The U.K. remains as willing as ever to suspend parts of the Northern Ireland Protocol if the European Union refuses to meet its demands, despite what EU officials might suggest, a senior British minister said.
“We haven’t stepped back from the idea of triggering Article 16,” Northern Ireland Secretary Brandon Lewis said Thursday in an interview in London. “Our focus at the moment is around these ongoing negotiations to try and get a solution, but we are also crystal clear: That can’t go on forever.”
Lewis was speaking after the European Commission, the bloc’s executive arm, told EU ambassadors behind closed doors on Wednesday that it thought the U.K.’s threat of ditching parts of the Brexit agreement relating to trade with Northern Ireland may be off the table for now.
According to a diplomatic note seen by Bloomberg, commission officials argued that the bloc’s forceful negotiating stance had prompted London to soften its position.

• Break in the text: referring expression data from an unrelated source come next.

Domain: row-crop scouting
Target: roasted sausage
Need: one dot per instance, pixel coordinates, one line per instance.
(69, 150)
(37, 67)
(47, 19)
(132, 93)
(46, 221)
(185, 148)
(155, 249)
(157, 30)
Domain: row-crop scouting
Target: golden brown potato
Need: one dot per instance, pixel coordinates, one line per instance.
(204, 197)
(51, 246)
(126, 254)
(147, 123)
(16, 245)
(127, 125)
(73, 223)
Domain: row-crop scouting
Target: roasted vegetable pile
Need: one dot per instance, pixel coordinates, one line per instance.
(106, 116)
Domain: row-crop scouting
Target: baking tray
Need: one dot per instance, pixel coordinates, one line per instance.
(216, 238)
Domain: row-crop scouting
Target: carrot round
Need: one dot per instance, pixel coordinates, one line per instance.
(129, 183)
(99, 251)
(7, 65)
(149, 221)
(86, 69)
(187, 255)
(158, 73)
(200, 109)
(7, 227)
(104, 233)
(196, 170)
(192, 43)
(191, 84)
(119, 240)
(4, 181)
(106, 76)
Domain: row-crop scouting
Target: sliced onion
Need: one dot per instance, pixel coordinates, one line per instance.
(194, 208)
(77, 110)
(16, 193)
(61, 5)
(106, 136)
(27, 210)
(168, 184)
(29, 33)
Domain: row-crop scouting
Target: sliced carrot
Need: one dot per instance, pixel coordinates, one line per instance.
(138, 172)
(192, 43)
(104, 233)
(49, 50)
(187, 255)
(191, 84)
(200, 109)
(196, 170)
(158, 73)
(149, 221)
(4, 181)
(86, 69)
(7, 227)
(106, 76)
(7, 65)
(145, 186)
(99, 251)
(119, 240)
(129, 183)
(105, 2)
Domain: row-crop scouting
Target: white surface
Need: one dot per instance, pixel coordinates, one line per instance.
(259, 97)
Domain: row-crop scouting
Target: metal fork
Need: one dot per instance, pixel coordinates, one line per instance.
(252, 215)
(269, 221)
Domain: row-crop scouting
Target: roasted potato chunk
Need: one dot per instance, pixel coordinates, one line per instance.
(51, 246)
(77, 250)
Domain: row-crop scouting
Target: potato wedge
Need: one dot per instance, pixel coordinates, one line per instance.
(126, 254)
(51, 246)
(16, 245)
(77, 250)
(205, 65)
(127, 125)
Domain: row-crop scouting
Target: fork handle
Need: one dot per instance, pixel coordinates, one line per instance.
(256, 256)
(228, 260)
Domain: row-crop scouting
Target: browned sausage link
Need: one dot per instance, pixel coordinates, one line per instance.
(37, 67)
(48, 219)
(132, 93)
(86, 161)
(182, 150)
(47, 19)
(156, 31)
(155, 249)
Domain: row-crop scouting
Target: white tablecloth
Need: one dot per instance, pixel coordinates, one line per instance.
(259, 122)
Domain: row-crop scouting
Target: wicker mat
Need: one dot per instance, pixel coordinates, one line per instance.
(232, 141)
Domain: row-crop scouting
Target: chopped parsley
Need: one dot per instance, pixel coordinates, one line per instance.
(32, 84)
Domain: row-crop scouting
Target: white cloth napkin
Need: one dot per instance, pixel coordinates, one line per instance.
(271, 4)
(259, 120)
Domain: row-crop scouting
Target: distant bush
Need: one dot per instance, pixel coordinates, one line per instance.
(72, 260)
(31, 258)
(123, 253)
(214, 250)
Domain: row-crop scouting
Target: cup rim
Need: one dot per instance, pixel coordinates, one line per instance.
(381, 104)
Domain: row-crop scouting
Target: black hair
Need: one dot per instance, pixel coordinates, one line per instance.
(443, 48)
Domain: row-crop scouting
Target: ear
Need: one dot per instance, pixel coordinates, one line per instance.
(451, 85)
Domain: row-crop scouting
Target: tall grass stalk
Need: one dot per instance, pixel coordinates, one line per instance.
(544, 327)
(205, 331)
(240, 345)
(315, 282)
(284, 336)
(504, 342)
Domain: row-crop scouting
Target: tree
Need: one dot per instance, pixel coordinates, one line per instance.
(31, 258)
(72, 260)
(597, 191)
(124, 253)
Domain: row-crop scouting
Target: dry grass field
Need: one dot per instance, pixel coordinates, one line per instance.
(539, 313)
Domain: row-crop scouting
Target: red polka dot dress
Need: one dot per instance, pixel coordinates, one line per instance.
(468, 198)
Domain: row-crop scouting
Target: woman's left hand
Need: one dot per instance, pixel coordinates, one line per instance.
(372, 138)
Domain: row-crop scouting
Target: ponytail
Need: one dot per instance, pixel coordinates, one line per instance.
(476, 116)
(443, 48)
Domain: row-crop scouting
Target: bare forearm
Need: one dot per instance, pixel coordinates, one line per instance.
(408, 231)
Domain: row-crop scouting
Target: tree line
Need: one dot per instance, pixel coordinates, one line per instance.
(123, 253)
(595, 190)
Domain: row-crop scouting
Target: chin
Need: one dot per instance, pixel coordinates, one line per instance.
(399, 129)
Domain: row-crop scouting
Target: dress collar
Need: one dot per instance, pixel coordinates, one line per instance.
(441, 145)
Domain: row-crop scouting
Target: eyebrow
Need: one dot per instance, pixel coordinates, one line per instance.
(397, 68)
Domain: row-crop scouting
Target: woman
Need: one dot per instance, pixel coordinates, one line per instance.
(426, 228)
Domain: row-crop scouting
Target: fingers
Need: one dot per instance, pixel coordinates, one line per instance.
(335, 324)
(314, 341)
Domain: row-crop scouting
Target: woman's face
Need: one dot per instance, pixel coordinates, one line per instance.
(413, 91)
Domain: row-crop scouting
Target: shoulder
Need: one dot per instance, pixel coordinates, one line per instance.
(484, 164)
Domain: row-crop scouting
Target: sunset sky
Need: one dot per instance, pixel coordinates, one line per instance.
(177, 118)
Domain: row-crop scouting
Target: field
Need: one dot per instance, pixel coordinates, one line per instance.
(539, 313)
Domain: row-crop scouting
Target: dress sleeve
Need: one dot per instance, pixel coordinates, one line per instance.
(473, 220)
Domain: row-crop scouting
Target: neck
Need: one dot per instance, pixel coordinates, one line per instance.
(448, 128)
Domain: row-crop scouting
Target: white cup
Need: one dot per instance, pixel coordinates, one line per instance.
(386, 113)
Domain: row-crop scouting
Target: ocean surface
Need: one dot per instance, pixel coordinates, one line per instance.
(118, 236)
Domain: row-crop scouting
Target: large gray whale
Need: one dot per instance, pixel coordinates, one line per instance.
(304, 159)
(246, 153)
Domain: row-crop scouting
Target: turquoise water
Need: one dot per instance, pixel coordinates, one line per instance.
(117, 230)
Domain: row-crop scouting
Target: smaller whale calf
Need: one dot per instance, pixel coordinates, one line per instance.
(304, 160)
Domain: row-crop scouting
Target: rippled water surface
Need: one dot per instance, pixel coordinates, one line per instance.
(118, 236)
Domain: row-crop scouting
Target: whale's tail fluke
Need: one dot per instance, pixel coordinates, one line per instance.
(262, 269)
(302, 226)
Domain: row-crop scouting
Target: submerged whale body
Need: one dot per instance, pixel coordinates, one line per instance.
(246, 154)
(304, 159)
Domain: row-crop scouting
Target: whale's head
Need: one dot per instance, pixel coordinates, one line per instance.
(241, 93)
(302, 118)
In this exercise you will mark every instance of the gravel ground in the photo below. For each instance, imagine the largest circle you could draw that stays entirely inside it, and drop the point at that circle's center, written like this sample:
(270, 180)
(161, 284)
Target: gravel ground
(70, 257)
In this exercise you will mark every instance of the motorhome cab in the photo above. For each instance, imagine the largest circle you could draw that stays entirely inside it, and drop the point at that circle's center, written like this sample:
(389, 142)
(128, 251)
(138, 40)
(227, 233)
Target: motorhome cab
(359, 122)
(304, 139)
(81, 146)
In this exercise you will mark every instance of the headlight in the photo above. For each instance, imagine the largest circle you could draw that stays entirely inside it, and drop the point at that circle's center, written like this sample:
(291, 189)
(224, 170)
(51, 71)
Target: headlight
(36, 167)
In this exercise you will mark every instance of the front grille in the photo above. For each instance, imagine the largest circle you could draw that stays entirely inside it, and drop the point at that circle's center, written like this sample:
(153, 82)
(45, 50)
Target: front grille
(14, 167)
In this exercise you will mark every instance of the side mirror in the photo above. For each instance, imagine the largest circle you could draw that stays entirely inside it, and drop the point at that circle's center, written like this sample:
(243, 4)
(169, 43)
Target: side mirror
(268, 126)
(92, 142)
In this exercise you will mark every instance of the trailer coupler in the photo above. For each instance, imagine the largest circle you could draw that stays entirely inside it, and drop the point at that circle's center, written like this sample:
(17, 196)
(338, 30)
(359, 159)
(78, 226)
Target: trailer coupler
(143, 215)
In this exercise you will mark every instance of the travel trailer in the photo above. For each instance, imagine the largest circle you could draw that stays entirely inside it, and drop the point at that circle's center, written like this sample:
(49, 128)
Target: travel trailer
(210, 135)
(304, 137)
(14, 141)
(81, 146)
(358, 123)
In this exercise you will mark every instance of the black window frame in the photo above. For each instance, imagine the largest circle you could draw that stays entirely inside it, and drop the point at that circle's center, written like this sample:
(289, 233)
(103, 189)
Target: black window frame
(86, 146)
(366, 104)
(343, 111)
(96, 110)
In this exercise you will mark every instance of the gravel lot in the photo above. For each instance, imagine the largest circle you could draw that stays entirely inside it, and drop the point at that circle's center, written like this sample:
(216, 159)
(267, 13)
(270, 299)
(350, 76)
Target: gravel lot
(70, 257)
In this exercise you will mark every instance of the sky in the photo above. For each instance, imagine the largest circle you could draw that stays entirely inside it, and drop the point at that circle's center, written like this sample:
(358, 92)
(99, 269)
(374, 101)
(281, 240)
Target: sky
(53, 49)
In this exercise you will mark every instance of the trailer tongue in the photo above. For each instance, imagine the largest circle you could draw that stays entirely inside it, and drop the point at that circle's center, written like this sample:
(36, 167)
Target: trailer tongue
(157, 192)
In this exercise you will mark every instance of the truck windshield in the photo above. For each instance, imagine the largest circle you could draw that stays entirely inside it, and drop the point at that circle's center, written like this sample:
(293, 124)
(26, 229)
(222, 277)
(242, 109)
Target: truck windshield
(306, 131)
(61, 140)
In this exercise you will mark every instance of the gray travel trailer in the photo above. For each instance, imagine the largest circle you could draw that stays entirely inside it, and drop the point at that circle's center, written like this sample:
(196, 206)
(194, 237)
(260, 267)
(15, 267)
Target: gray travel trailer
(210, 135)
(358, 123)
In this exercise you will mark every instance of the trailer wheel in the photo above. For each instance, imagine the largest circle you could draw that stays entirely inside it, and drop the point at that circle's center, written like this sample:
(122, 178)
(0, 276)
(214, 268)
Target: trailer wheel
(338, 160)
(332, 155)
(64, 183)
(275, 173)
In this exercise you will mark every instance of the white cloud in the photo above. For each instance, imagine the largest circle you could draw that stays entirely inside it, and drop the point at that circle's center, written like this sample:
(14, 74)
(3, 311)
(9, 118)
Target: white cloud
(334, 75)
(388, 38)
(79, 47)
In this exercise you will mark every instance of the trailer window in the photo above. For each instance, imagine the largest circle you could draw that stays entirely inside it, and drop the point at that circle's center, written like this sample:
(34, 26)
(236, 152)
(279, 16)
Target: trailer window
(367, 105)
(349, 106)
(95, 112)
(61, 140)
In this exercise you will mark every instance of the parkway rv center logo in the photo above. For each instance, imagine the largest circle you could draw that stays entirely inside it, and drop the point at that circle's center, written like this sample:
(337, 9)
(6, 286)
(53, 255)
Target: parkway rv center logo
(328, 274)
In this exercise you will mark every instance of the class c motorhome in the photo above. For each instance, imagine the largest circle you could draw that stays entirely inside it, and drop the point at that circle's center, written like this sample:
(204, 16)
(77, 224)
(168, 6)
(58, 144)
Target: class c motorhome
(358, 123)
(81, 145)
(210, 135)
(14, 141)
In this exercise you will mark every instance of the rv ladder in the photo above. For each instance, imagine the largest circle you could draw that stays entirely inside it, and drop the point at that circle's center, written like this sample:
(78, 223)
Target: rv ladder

Under the 2019 Brexit agreement, goods shipped into Northern Ireland from mainland Britain are subject to customs checks if they are at risk of being later moved into the EU. Britain is demanding changes to that arrangement, saying that it has inhibited trade between different parts of the U.K.
The EU, for its part, has signaled it could suspend the entire trade agreement with the U.K. if the British make good on their threat to trigger Article 16.
EU Brexit chief Maros Sefcovic reported an improved tone in negotiations following a meeting with his British counterpart David Frost in London last week. The two will meet again on Friday in Brussels.
That shift in tone however has yet to translate into any meaningful change in British demands for a renegotiation of the protocol, which allowed the U.K. to leave the EU’s single market without creating a hard border on the island of Ireland.
“The EU in the last week or so seems to have just eased a little bit in terms of wanting to find a solution on customs and various things and that’s got to be a good thing,” Lewis said. “We want to get a negotiated outcome because that gives more certainty and stability, and that’s good for Northern Ireland. But if we can’t, we will trigger Article 16 because that is how the protocol works.”
On Thursday, Frost did offer a more nuanced stance on one of the thorniest issues that the U.K. has raised—the role of the European Court of Justice in governing disputes in Northern Ireland. The U.K. has previously demanded the removal of the ECJ from Northern Ireland oversight, but Frost’s latest remark suggested a possible compromise.
“The EU defines the Court of Justice as the final arbiter of what EU law means. We don’t challenge that and we can’t do anything about that,” he said. “It is the settlement of disputes that is the difficulty here.”